In starting to use fabric you'll notice the basic idea is that you'd make a fabfile that works a lot like a Makefile or a SConstruct file would, with make and scons respectively. You'll make calls with the fab command in the directory the fabfile is located and it will supply the targets.

Below in this example, two targets are made, pack and deploy. The pack target will just makes a tarball, using the local function fabric provides. The deploy target calls pack to make this tarball, then using the put function will place the tarball into the tmp directory, then change into the web dir provided, and extract the archive. It knows automaticly to do this to both hosts I provided, and since I am using an ssh key does all this trickery autonomously.

fabfile.py:
from fabric.api import *

env.user = 'username'
env.hosts = ['host1.com', 'host2.com']

def pack():
    local('tar czf /tmp/project_foo.tgz project_foo/', capture=False)

def deploy():
    pack()
    put('/tmp/project_foo.tgz', '/tmp/')

    with cd('/var/www/foo/'):
        run('tar xzf /tmp/project_foo.tgz')

Fabric can do a lot more than just deploy

It's docs have a lot of detail, and explain most everything well. A last example of some a cool fabric config would be the one I use to publish my presentations to this site.

fabfile.py:
from fabric.api import *

env.roledefs = {
    'production': ["morgangoose.com"],
    }


def setup_vars(project):
    global presentation
    global presentation_archive
    global rst_source
    global pdf

    project = project.strip("/")
    presentation = project
    presentation_archive = "%s.tar.gz" % presentation
    rst_source = "%s.rst" % presentation
    pdf = "%s.pdf" % presentation

@roles('production')
def upload(project):
    env.user = "username"
    p_dir = "/var/www/html/p/"

    package(project)
    put(presentation_archive, p_dir)
    put("%s/%s" % (presentation, pdf), p_dir)
    with cd(p_dir):
        run("rm -rf %s/" % presentation)
        run("tar zxvf %s" % presentation_archive)

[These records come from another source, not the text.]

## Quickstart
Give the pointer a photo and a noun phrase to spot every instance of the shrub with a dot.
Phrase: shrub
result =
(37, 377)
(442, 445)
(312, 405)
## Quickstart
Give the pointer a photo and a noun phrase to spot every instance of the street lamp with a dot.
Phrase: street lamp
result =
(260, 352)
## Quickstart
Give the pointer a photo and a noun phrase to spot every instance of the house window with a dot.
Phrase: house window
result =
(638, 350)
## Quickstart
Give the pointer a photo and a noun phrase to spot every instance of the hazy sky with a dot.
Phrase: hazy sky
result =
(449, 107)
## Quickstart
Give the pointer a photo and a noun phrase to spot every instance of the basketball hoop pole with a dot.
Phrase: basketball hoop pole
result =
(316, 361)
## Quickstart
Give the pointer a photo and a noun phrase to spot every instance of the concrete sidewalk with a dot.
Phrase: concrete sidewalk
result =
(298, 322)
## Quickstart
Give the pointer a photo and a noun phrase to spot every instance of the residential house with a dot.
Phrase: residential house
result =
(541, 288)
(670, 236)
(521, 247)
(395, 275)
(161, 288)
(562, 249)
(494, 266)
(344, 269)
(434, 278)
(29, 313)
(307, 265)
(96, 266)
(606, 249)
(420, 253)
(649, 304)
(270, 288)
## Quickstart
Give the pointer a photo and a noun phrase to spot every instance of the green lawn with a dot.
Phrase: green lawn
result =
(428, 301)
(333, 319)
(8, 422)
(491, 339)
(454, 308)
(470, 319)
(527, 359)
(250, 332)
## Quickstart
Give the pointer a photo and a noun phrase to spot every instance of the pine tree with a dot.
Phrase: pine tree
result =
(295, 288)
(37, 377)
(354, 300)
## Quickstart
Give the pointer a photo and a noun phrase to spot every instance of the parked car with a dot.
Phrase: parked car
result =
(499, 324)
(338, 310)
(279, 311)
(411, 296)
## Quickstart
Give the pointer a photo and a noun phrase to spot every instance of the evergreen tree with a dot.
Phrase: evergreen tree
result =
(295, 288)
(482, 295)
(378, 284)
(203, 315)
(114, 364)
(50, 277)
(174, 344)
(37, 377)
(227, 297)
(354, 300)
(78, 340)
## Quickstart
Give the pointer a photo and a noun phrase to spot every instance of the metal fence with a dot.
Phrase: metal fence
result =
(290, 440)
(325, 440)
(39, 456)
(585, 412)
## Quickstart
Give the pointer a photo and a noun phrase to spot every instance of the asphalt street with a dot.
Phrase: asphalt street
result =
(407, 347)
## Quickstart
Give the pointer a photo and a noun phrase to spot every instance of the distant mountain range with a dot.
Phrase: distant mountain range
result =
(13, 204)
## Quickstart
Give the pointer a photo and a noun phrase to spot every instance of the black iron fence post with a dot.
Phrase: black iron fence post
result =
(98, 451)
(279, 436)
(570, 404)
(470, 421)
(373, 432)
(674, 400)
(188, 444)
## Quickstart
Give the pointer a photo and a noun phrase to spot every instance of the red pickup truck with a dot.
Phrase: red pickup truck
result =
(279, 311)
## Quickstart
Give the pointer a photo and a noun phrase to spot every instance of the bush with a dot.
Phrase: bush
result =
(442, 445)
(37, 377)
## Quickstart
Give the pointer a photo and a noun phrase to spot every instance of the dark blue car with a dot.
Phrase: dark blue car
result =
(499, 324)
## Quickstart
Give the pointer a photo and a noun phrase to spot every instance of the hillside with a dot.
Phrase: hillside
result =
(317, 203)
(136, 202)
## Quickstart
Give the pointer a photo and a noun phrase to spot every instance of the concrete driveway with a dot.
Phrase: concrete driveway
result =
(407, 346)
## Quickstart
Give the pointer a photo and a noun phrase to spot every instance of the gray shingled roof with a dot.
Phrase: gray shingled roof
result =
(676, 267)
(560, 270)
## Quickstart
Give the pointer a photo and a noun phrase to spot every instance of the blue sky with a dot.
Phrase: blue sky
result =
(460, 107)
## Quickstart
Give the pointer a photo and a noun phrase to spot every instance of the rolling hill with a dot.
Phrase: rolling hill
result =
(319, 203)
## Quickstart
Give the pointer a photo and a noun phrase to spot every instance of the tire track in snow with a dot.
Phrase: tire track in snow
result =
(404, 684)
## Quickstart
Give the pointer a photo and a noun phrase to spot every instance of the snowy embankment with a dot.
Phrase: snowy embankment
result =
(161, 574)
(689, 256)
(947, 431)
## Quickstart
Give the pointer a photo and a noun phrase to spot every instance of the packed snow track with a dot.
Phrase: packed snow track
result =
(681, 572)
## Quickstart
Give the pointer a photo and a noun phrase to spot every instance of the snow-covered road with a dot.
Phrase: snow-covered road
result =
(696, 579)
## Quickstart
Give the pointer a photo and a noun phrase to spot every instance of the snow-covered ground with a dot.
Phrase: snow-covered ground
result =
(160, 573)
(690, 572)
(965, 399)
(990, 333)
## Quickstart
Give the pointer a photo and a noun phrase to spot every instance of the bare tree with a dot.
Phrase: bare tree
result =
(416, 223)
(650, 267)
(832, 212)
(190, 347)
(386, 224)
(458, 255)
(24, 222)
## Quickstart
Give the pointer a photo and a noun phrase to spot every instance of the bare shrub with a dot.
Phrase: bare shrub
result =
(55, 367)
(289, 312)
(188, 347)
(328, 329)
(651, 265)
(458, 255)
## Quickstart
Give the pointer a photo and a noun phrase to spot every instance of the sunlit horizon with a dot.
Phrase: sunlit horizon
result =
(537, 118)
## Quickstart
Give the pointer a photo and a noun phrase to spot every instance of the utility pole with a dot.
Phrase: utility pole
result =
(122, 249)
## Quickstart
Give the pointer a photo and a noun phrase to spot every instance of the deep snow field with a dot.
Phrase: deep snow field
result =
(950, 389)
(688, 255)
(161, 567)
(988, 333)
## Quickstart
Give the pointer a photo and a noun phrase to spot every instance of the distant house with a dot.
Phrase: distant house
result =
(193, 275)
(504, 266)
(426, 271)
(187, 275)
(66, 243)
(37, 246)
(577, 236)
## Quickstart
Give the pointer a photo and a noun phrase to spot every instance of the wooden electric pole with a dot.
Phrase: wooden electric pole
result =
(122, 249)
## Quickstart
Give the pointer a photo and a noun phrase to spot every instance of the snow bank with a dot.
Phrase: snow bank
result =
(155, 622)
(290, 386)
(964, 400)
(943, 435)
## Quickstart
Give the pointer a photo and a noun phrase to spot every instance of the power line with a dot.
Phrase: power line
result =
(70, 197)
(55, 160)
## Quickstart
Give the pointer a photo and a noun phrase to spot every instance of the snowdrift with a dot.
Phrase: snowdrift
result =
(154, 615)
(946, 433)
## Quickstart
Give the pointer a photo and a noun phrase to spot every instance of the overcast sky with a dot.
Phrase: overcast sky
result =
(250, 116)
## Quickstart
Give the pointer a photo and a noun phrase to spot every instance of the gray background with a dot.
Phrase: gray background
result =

    local("rm -f %s" % presentation_archive)

def package(project):
    setup_vars(project)
    make_presentation()
    local("tar zcvf %s %s" % (presentation_archive, presentation))

def make_presentation():
    #PDF first
    local("rst2pdf %s/%s -o %s/%s" % (
        presentation, rst_source, presentation, pdf, ))

    #Then s5 html presentation
    local("python rst-directive.py \
            --stylesheet=pygments.css \
            --theme=small-black \
            --quiet \
            %s/%s > %s/index.html" % (
                presentation, rst_source, presentation, ))

def new(project):
    setup_vars(project)
    local("mkdir -p %s/{,files}" % presentation)
    local("cp -R ui %s/" % presentation)
    local("touch %s/%s" % (presentation, rst_source))

This has some more complicated bits, where it uses the role decorator to specify only to use the hosts listed in the production role definitions.

It also takes advantage of an awesome feature I didn't know fabric had where, one can send arguments to a fabric target. So the project parameter in the targets here can be, and is, supplied via the command line.

For example

I used this to deploy the updates to my most recent presentation:

$ fab upload:tool_oriented_python

That's telling fabric to run the upload target, and send the string "tool_oriented_python" as an argument to the function.